A follow-on to the V2.0 stack focused on two largely-independent concerns: (1) cutting frontend compile time on the new AOT pipeline and (2) shipping ILGPUC as a real NuGet package with an end-to-end test harness that proves it.

A note on authorship

This PR was done with AI-assistant pair programming (Claude via Claude Code). Every real commit carries a Co-Authored-By: Claude trailer.

What's in this PR

1. Compile-time performance (Src/ILGPUC/Frontend/)

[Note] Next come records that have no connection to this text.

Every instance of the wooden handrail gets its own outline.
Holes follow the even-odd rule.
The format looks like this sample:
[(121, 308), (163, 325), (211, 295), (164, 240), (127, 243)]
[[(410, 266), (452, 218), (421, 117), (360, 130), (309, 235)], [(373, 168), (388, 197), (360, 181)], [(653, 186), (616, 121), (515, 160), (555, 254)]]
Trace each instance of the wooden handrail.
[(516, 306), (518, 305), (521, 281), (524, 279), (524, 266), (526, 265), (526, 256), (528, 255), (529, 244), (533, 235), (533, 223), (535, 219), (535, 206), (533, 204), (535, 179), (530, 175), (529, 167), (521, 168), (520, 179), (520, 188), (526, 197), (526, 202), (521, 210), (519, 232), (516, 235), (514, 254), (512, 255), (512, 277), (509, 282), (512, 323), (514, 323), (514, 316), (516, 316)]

Profiling a trivial a[i] = b[i] * c[i] kernel showed the frontend dominating compile time at ~95 ms / iteration (~90% of total). Breakdown:

  • DisassembleMethods walk: ~66 ms wall (1720 methods, only ~9 ms of which was real disassembly — the rest was lock contention).
  • LoadDebugSymbols (PDB): ~28 ms wall (5 streams opened + parsed every iter).
  • Sequence-point attach: 0.05 ms.

Both are backend-independent and identical across every kernel compiled by one KernelCompiler instance, but none of that work was being shared. Two commits address this:

  • Cached disassembly + PDB load across kernel compiles — a new ILFrontendCache shares disassembled methods and PDB streams across kernel compiles within a single KernelCompiler.
  • Lazy frontend disassembly with codegen-time intrinsic safety net — replaces the eager whole-assembly walk with on-demand disassembly. A codegen-time safety net makes sure intrinsic-bound calls are still resolved correctly even when the surrounding method was never disassembled.
  • New KernelLibraryAttribute (Src/ILGPU/KernelLibraryAttribute.cs) lets library assemblies opt in to having their kernel-relevant methods discovered without forcing a full assembly walk in user code.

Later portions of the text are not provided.